Farmers here in Cass County have prospered over the last two decades by growing more soybeans than any other county in the United States, and by shipping most of those beans across the Pacific Ocean to feed Chinese pigs and chickens.
But this year, the Chinese have all but stopped buying. The largest market for one of America’s largest exports has shut its doors. The Chinese government imposed a tariff on American soybeans in response to the Trump administration’s tariffs on Chinese goods. The latest federal data, through mid-October, shows American soybean sales to China have declined by 94 percent from last year’s harvest.
Mr. Karel, the general manager of the Arthur Companies, which operates six grain elevators in eastern North Dakota, has started to pile one million bushels of soybeans on a clear patch of ground behind some of his grain silos. The big mound of yellowish-white beans, already one of the taller hills in this flat part of the world, will then be covered with tarps.

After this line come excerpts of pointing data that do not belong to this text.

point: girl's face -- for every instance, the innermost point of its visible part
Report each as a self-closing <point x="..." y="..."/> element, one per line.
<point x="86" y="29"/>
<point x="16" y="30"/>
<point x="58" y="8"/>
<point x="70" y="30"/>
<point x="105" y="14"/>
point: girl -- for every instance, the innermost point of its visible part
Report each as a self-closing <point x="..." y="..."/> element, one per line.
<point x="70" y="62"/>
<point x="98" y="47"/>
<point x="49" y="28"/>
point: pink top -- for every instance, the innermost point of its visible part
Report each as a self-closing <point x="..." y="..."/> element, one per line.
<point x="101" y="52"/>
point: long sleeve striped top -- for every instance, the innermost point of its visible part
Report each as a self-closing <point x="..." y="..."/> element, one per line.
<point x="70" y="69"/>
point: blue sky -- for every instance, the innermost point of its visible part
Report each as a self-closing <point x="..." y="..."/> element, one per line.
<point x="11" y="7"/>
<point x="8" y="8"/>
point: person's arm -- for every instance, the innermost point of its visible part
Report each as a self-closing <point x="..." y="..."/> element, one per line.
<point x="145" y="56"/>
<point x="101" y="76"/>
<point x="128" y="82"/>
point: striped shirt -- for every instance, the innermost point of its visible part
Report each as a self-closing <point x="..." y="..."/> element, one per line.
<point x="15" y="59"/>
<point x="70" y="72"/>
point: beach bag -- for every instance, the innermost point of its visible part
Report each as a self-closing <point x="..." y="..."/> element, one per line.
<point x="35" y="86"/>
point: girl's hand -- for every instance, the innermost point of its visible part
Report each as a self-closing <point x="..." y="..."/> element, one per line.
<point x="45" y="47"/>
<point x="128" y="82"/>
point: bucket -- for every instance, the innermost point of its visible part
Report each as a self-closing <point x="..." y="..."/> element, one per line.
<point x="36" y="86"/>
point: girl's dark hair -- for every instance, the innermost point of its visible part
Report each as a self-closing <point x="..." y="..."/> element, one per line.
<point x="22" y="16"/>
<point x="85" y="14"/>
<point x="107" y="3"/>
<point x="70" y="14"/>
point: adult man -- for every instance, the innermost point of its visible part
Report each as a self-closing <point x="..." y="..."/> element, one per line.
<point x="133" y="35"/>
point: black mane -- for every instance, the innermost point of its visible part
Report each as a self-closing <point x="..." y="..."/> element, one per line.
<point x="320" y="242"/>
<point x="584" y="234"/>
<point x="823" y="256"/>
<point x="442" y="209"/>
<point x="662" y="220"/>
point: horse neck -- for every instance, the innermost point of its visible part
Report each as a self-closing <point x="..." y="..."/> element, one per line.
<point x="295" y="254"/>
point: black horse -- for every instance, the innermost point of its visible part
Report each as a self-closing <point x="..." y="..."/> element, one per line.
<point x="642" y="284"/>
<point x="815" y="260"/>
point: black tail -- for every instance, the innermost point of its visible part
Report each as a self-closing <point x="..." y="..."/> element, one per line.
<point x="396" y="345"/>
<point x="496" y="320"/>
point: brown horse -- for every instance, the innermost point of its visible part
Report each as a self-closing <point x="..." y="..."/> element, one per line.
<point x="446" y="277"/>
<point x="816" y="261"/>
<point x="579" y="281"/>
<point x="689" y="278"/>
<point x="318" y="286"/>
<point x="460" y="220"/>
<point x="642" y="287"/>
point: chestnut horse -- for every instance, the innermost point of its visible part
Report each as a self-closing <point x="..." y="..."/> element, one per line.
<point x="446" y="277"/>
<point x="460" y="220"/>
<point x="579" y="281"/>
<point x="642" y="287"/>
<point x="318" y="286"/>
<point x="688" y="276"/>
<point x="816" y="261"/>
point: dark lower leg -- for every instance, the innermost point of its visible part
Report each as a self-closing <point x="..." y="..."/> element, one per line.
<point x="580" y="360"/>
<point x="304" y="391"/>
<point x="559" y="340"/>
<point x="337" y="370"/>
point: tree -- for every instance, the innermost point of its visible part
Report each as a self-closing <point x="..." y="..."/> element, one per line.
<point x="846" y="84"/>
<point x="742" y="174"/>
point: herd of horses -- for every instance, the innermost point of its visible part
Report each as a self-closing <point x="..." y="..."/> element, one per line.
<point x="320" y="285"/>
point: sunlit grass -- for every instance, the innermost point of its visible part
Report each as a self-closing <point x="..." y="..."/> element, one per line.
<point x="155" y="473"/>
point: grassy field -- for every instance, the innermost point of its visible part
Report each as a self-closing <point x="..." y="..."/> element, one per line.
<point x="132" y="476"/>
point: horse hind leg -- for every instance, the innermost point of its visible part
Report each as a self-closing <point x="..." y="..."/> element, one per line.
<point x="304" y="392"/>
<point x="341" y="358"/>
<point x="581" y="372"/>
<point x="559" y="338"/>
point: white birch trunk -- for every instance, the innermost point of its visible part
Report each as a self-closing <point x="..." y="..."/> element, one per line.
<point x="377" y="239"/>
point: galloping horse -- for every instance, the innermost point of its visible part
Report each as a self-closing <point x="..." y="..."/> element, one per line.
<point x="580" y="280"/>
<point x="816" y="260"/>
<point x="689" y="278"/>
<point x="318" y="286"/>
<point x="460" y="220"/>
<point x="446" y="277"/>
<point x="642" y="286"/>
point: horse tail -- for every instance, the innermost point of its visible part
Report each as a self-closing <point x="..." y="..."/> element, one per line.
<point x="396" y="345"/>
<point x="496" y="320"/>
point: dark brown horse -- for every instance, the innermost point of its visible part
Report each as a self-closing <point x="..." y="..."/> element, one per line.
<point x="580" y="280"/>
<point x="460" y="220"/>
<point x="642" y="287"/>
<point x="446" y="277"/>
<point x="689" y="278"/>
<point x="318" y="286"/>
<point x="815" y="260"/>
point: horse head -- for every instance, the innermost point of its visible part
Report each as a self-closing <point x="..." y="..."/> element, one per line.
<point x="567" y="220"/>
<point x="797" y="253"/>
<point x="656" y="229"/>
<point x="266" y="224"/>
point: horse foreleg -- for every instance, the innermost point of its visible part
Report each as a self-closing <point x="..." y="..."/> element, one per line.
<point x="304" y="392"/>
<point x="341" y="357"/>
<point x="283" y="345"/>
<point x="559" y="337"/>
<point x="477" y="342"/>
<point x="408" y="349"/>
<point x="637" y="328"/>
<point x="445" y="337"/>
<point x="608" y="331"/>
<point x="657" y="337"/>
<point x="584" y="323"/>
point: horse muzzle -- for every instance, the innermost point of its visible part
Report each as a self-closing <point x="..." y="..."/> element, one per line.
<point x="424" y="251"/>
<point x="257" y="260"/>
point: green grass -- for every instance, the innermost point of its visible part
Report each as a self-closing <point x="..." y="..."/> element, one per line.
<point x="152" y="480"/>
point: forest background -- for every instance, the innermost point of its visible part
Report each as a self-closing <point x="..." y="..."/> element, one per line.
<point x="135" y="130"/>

The hope is that prices will rise before the beans rot.
“We’re sitting on the edge of our seat,” Mr. Karel said.
President Trump sees tariffs as a tool to force changes in America’s economic relationships with China and other major trading partners. His tough approach, he says, will revive American industries like steel and auto manufacturing that have lost ground to foreign rivals. But that is coming at a steep cost for some industries, like farming, that have thrived in the era of globalization by exporting goods to foreign markets.

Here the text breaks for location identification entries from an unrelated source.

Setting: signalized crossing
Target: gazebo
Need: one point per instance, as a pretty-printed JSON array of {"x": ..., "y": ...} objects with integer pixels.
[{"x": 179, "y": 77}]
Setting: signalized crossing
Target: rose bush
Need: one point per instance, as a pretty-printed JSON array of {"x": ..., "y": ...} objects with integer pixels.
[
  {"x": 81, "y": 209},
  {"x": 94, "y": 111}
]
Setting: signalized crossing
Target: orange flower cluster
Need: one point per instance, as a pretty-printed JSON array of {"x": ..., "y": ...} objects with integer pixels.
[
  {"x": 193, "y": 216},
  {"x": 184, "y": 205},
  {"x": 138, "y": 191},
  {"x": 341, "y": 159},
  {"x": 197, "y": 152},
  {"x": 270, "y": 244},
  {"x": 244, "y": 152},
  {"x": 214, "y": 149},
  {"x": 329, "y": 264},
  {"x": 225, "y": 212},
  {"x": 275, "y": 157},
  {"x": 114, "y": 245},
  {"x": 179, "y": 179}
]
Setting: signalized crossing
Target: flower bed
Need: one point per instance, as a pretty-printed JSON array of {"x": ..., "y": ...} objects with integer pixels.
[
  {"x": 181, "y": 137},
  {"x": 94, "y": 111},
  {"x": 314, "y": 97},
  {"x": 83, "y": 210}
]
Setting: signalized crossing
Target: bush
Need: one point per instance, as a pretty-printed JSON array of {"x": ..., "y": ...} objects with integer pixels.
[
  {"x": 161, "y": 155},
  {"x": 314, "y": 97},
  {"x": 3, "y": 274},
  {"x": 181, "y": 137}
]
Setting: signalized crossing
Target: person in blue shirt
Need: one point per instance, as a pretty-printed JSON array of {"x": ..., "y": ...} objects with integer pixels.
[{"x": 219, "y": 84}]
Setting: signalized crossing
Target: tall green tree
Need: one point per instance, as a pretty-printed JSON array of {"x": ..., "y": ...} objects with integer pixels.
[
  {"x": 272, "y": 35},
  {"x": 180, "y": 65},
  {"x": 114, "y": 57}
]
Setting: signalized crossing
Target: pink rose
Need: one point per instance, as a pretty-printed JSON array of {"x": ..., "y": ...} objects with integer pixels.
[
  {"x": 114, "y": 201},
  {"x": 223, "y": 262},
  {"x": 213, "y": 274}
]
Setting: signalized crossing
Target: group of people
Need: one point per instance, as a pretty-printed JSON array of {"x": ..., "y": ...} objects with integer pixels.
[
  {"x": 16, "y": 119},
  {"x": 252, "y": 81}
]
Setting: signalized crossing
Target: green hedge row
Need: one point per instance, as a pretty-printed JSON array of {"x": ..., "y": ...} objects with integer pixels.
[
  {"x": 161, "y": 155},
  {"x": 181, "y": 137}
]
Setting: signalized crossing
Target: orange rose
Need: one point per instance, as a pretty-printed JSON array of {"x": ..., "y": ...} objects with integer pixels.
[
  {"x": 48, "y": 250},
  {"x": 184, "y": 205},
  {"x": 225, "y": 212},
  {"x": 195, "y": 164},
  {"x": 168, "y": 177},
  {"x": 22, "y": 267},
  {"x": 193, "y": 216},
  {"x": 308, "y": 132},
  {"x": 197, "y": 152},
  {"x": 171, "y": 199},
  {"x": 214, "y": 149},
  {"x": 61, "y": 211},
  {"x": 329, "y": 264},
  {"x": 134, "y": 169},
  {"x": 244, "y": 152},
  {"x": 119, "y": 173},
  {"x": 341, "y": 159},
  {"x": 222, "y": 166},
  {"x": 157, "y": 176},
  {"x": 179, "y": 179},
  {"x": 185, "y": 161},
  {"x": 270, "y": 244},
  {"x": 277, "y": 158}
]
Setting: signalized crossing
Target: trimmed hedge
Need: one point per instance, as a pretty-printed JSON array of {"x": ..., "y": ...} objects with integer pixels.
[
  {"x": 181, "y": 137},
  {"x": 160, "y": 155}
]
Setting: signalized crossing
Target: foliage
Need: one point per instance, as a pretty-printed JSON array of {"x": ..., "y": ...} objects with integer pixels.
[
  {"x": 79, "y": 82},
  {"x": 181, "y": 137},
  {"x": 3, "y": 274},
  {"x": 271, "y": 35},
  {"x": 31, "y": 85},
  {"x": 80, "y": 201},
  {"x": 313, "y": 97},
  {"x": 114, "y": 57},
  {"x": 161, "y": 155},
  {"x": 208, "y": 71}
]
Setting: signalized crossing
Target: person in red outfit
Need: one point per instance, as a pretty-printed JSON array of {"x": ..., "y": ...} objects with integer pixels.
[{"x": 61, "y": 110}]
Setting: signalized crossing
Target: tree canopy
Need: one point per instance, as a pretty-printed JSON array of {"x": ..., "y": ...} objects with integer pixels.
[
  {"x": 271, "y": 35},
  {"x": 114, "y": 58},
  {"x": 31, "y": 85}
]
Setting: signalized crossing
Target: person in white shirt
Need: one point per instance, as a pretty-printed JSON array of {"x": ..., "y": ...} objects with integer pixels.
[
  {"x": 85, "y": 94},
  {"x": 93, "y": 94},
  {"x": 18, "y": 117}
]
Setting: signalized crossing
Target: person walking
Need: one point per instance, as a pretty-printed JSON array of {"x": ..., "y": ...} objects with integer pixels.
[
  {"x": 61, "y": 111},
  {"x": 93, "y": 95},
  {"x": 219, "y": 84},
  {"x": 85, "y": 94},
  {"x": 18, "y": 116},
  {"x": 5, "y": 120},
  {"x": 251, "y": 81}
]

China and other trading partners hit with the tariffs, including the European Union, have sought to maximize the political impact of their reprisals. The European Union imposed tariffs on bourbon, produced in Kentucky, the home state of the Senate majority leader, Mitch McConnell, and on Harley-Davidson motorcycles, from Wisconsin, the home state of House Speaker Paul Ryan. China's decision to impose tariffs on soybeans squeezes some of Mr. Trump's staunchest supporters across the Midwestern farm belt.
Like most successful American exports, soybeans are produced at high efficiency by a small number of workers using cutting-edge technologies, like tractors connected to satellites so the optimal mix of fertilizers can be spread on each square foot of farmland. The United States exported $26 billion in soybeans last year, and more than half went to China.
Some farmers in North Dakota say they trust Mr. Trump to negotiate in the nation’s interest. Mr. Karel said many of his customers wear red “Make American Great Again” caps and insist that the pain of lost business and lower profits is worthwhile. They say they’ll suffer now so their children benefit later — echoing the argument Mr. Trump has made.
Others are less enthused. Greg Gebeke, who farms 5,000 acres outside Arthur with two of his brothers, said he struggled to understand the administration’s goals.
“I’m trying to follow and figure out who the winners are in this tariff war,” Mr. Gebeke said. “I know who one of the losers are and that’s us. And that’s painful.”
I've got news for farmers like the Gebekes. You're only going to continue to lose. Chinese buyers aren't going to come back. They're going to buy from Brazil, Australia and the EU. Meanwhile, your equipment is only going to become more expensive as steel prices go up. Trump isn't going to win any trade war.
And the rest of us are going to lose too as prices for Chinese imported goods, TVs and microwave ovens and clothes and electronics, well those are going up too, just in time for the holiday shopping season. Our little cold war with Iran will make gas more expensive. And it won't take much to push our consumer economy over the edge into recession again.
If these farmers think it's bad now, give it a year.